Une carte postale érotique de Léon. – DR

Mais ma petite femme adorée ne t’inquiète pas et sache que si je n’ai pas le grand bonheur de te revoir et te serrer bien fort dans mes bras mon dernier souffle sera pour prononcer ton nom. » Léon, le 5 juin 1916 dans les tranchées.

Une fin tragique…

Si leur histoire perdure sur le papier plus d’un siècle plus tard, leur relation s’achèvera au bout de quatre ans… Le 10 juillet 1918, soit 23 jours avant sa mort, Léon est à Barran dans le Gers, au château hôpital de Mazères. Atteint, entre autres, de la tuberculose contractée au front, il ne peut ni voir ses parents, ni sa Marguerite. Un éloignement qui envenimera la relation du couple. Elle enceinte, lui mourant. Et deux personnes qui s’en veulent… Léon meurt de suffocation à Choisy-le-Roi le 3 août 1918. Il ne verra jamais sa petite Huguette, sa fille. Avec lui, s’envolent ces lettres. Un témoignage qui aurait pu rester dans l’oubli, caché dans une malle.

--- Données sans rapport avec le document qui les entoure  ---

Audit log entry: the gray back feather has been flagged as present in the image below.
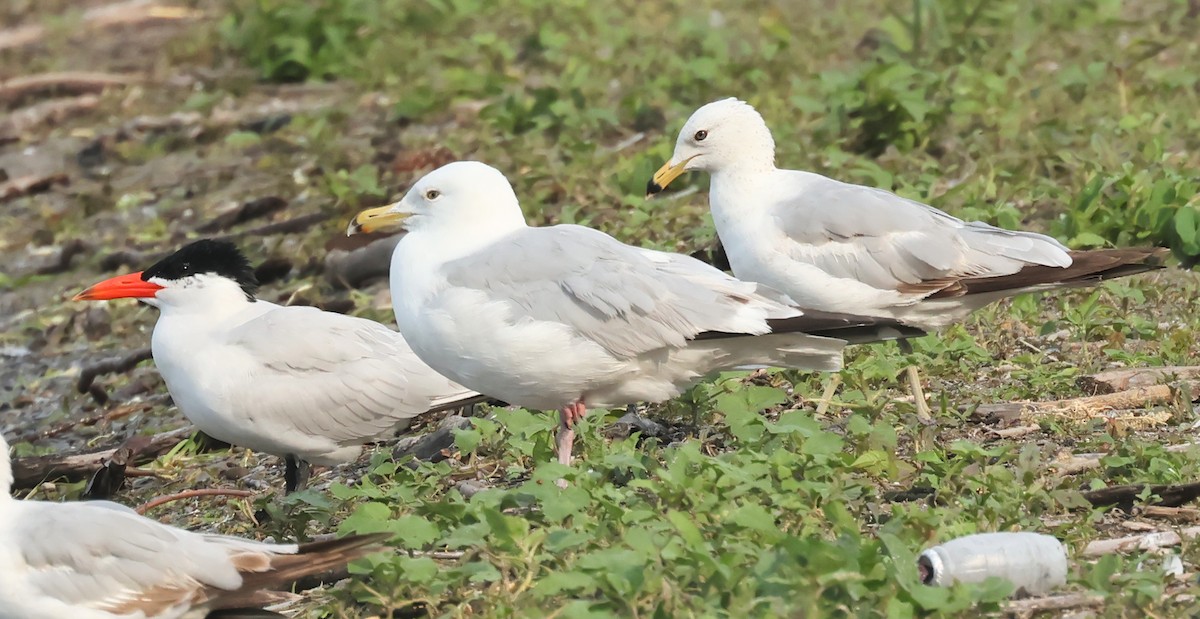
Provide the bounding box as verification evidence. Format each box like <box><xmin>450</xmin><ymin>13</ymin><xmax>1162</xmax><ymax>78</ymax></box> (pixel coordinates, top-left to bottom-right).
<box><xmin>441</xmin><ymin>225</ymin><xmax>779</xmax><ymax>359</ymax></box>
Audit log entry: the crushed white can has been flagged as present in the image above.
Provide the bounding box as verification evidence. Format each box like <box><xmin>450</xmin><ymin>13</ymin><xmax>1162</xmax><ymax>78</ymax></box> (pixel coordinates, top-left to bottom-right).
<box><xmin>918</xmin><ymin>532</ymin><xmax>1068</xmax><ymax>595</ymax></box>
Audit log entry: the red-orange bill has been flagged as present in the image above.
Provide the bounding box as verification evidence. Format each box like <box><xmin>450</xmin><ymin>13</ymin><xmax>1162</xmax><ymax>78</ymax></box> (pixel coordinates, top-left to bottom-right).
<box><xmin>73</xmin><ymin>272</ymin><xmax>164</xmax><ymax>301</ymax></box>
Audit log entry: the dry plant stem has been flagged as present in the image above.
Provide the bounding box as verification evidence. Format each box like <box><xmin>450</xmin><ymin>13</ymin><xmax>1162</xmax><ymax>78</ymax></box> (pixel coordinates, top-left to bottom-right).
<box><xmin>9</xmin><ymin>427</ymin><xmax>191</xmax><ymax>490</ymax></box>
<box><xmin>1003</xmin><ymin>592</ymin><xmax>1106</xmax><ymax>614</ymax></box>
<box><xmin>1078</xmin><ymin>366</ymin><xmax>1200</xmax><ymax>394</ymax></box>
<box><xmin>1143</xmin><ymin>506</ymin><xmax>1200</xmax><ymax>523</ymax></box>
<box><xmin>0</xmin><ymin>173</ymin><xmax>69</xmax><ymax>202</ymax></box>
<box><xmin>814</xmin><ymin>373</ymin><xmax>840</xmax><ymax>416</ymax></box>
<box><xmin>0</xmin><ymin>72</ymin><xmax>138</xmax><ymax>103</ymax></box>
<box><xmin>77</xmin><ymin>347</ymin><xmax>154</xmax><ymax>403</ymax></box>
<box><xmin>0</xmin><ymin>0</ymin><xmax>201</xmax><ymax>52</ymax></box>
<box><xmin>1082</xmin><ymin>526</ymin><xmax>1200</xmax><ymax>557</ymax></box>
<box><xmin>136</xmin><ymin>488</ymin><xmax>256</xmax><ymax>515</ymax></box>
<box><xmin>1</xmin><ymin>95</ymin><xmax>101</xmax><ymax>139</ymax></box>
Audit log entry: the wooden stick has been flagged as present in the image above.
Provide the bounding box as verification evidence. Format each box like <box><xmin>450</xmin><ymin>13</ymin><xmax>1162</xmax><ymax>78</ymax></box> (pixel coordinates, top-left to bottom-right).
<box><xmin>1003</xmin><ymin>592</ymin><xmax>1105</xmax><ymax>614</ymax></box>
<box><xmin>974</xmin><ymin>382</ymin><xmax>1198</xmax><ymax>424</ymax></box>
<box><xmin>1082</xmin><ymin>526</ymin><xmax>1200</xmax><ymax>557</ymax></box>
<box><xmin>10</xmin><ymin>427</ymin><xmax>191</xmax><ymax>490</ymax></box>
<box><xmin>1142</xmin><ymin>506</ymin><xmax>1200</xmax><ymax>523</ymax></box>
<box><xmin>0</xmin><ymin>0</ymin><xmax>202</xmax><ymax>52</ymax></box>
<box><xmin>1082</xmin><ymin>481</ymin><xmax>1200</xmax><ymax>510</ymax></box>
<box><xmin>1</xmin><ymin>94</ymin><xmax>101</xmax><ymax>139</ymax></box>
<box><xmin>0</xmin><ymin>173</ymin><xmax>69</xmax><ymax>202</ymax></box>
<box><xmin>136</xmin><ymin>488</ymin><xmax>255</xmax><ymax>515</ymax></box>
<box><xmin>1078</xmin><ymin>366</ymin><xmax>1200</xmax><ymax>394</ymax></box>
<box><xmin>0</xmin><ymin>71</ymin><xmax>138</xmax><ymax>103</ymax></box>
<box><xmin>76</xmin><ymin>347</ymin><xmax>154</xmax><ymax>403</ymax></box>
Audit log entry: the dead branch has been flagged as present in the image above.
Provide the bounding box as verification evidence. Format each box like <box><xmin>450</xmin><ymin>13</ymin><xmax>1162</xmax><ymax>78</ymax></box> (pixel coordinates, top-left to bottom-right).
<box><xmin>1082</xmin><ymin>481</ymin><xmax>1200</xmax><ymax>512</ymax></box>
<box><xmin>1002</xmin><ymin>592</ymin><xmax>1105</xmax><ymax>614</ymax></box>
<box><xmin>1082</xmin><ymin>526</ymin><xmax>1200</xmax><ymax>557</ymax></box>
<box><xmin>973</xmin><ymin>382</ymin><xmax>1198</xmax><ymax>425</ymax></box>
<box><xmin>10</xmin><ymin>427</ymin><xmax>191</xmax><ymax>490</ymax></box>
<box><xmin>0</xmin><ymin>0</ymin><xmax>202</xmax><ymax>52</ymax></box>
<box><xmin>1078</xmin><ymin>366</ymin><xmax>1200</xmax><ymax>394</ymax></box>
<box><xmin>0</xmin><ymin>72</ymin><xmax>138</xmax><ymax>104</ymax></box>
<box><xmin>0</xmin><ymin>94</ymin><xmax>101</xmax><ymax>140</ymax></box>
<box><xmin>121</xmin><ymin>98</ymin><xmax>333</xmax><ymax>138</ymax></box>
<box><xmin>0</xmin><ymin>173</ymin><xmax>69</xmax><ymax>202</ymax></box>
<box><xmin>990</xmin><ymin>424</ymin><xmax>1040</xmax><ymax>439</ymax></box>
<box><xmin>31</xmin><ymin>398</ymin><xmax>158</xmax><ymax>441</ymax></box>
<box><xmin>1051</xmin><ymin>452</ymin><xmax>1102</xmax><ymax>475</ymax></box>
<box><xmin>76</xmin><ymin>347</ymin><xmax>154</xmax><ymax>404</ymax></box>
<box><xmin>136</xmin><ymin>488</ymin><xmax>255</xmax><ymax>515</ymax></box>
<box><xmin>1142</xmin><ymin>506</ymin><xmax>1200</xmax><ymax>523</ymax></box>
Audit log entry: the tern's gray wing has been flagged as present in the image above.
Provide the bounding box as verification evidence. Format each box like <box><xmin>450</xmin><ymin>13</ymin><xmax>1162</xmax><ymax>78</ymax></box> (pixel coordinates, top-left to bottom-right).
<box><xmin>774</xmin><ymin>173</ymin><xmax>1071</xmax><ymax>293</ymax></box>
<box><xmin>226</xmin><ymin>307</ymin><xmax>479</xmax><ymax>444</ymax></box>
<box><xmin>12</xmin><ymin>500</ymin><xmax>254</xmax><ymax>616</ymax></box>
<box><xmin>439</xmin><ymin>225</ymin><xmax>796</xmax><ymax>360</ymax></box>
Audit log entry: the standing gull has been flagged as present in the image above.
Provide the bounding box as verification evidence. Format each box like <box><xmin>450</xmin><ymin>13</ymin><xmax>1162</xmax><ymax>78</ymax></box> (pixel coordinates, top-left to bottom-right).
<box><xmin>0</xmin><ymin>431</ymin><xmax>386</xmax><ymax>618</ymax></box>
<box><xmin>347</xmin><ymin>161</ymin><xmax>925</xmax><ymax>465</ymax></box>
<box><xmin>647</xmin><ymin>98</ymin><xmax>1168</xmax><ymax>419</ymax></box>
<box><xmin>75</xmin><ymin>240</ymin><xmax>483</xmax><ymax>492</ymax></box>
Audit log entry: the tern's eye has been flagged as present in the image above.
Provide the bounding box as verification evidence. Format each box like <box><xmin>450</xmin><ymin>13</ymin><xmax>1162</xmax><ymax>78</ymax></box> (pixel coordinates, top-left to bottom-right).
<box><xmin>424</xmin><ymin>189</ymin><xmax>441</xmax><ymax>201</ymax></box>
<box><xmin>694</xmin><ymin>130</ymin><xmax>708</xmax><ymax>142</ymax></box>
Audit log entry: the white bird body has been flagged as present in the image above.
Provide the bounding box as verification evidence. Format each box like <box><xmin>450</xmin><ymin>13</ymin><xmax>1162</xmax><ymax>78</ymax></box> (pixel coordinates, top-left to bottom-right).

Un recueil en hommage aux amants maudits

Mais voilà qu’en ce début de XXIe siècle, elles se retrouvent aux mains du réalisateur et auteur toulousain, Pierre Mathiote. Passionné par cette trouvaille, il passera trois ans à décrypter, retranscrire et relater ces quatre années d’amour et de guerre. « Marguerite et Léon, c’est avant tout une trop brève histoire d’amour de deux gosses. La guerre fera d’eux des adultes. Derrière la pudeur des mots, les images sont très explicites », explique Pierre Mathiote enivré par cette histoire.

« Nous suivons leur vie intime sans tabou. Ils évoquent les bons moments passés mais aussi ceux à venir. Ils se confient leurs rêves érotiques, les petits accidents de Monsieur en rêvant à elle, les « indispositions » de Madame, les décalages des permissions pour éviter cette période, oubliant que leurs lettres pouvaient être lues un jour par quelqu’un ». Et du privé au public, le réalisateur a décidé d’en faire un « Beau Livre », témoin d’une réalité d’antan. Après de nombreux voyages sur les traces de Léon, la recherche de leur descendance et un œil immersif dans leur intimité, le Toulousain travaille sur un recueil de près de 70 poèmes qu’il a déjà rédigés et qu’il souhaite publier lui-même. Une cagnotte a même été lancé pour aider l’auteur a publié un projet « de toute une vie ». Un hommage à Marguerite et Léon, à leur amour et à ce « trésor unique » qui a traversé le temps.